How do you train AI to detect foreign objects in food processing pipes when it’s too expensive, time-consuming, and fundamentally impractical to do that training in a working processing plant?

That’s the problem the research team developing a new electromagnetic imaging method for food processing faced as they tried to put their prototype sensor through its paces.

The five-year project is led by Bill Heffernan, Principal Research Engineer at the University of Canterbury, with a team that includes Lincoln Agritech Principal Scientist Jaco Fourie.

New Zealand’s food and beverage manufacturing industry is worth $12.4 billion in exports. Quickly and reliably detecting foreign objects during food processing is important both directly for food safety and to avoid reputational damage.

It’s also problematic; most existing sensors are based on mechanical separation, metal detection, X-ray technology, or near-infrared sensors. But all these methods have their drawbacks – for example X-ray devices can only discern materials of different density, so cannot detect, for example, rubber O-rings in cream-cheese.

This MBIE-funded project is developing an electromagnetic sensor, which detects foreign objects by measuring differences in conductivity between them and the materials they are flowing in (such as milk, ice-cream, cheese, or even sausage mix). Unlike other sensors, it can work for any foreign object that has a different conductivity to the medium it is flowing in.

The team has developed a laboratory prototype, but to be useful to food processors, sensors need to be able to operate at speed, for many different foreign objects.

And so back to the question – how do you train them to do that? The answer, says Jaco, is maths and simulation.

“What would happen if there was a 5mm rubber piece flowing through the pipe?” Jaco asks. “We’ve got some maths that can predict that – and predict what would happen for all manner of foreign objects in the pipe.”

By using that mathematical process, known as the finite element method, to simulate sensor readings for foreign objects of different materials and sizes, the team has been able to produce large quantities of data to train the sensor’s AI.

Jaco recently presented a paper on their simulation method, at the IEEE Sensors Application Symposium in Newcastle Upon Tyne, in the United Kingdom.

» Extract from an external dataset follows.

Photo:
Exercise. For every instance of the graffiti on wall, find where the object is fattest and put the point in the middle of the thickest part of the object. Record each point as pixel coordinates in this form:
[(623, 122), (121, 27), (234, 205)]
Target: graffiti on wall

Other team members also presented papers  describing the necessary practical electronics to realise the sensing technique, and comparisons between measured and simulated results.

They are working with seven major New Zealand food producers, in milk, cream, cheese, ice-cream, and meat processing sectors to ensure that the sensors they develop meet the industry’s need.

The team also delivered a paper at the IEEE TENSYMP Conference in Christchurch reporting the simulation and laboratory testing of a very simple sensor, based on the same technology, embedded in a recirculating flow rig with flow speeds of around 2 m/s, as used in the dairy industry.

They are looking at spinning off this simpler “minimum viable product”, which several potential funders/investors have expressed interest in. It may be coming to a factory near you, soon.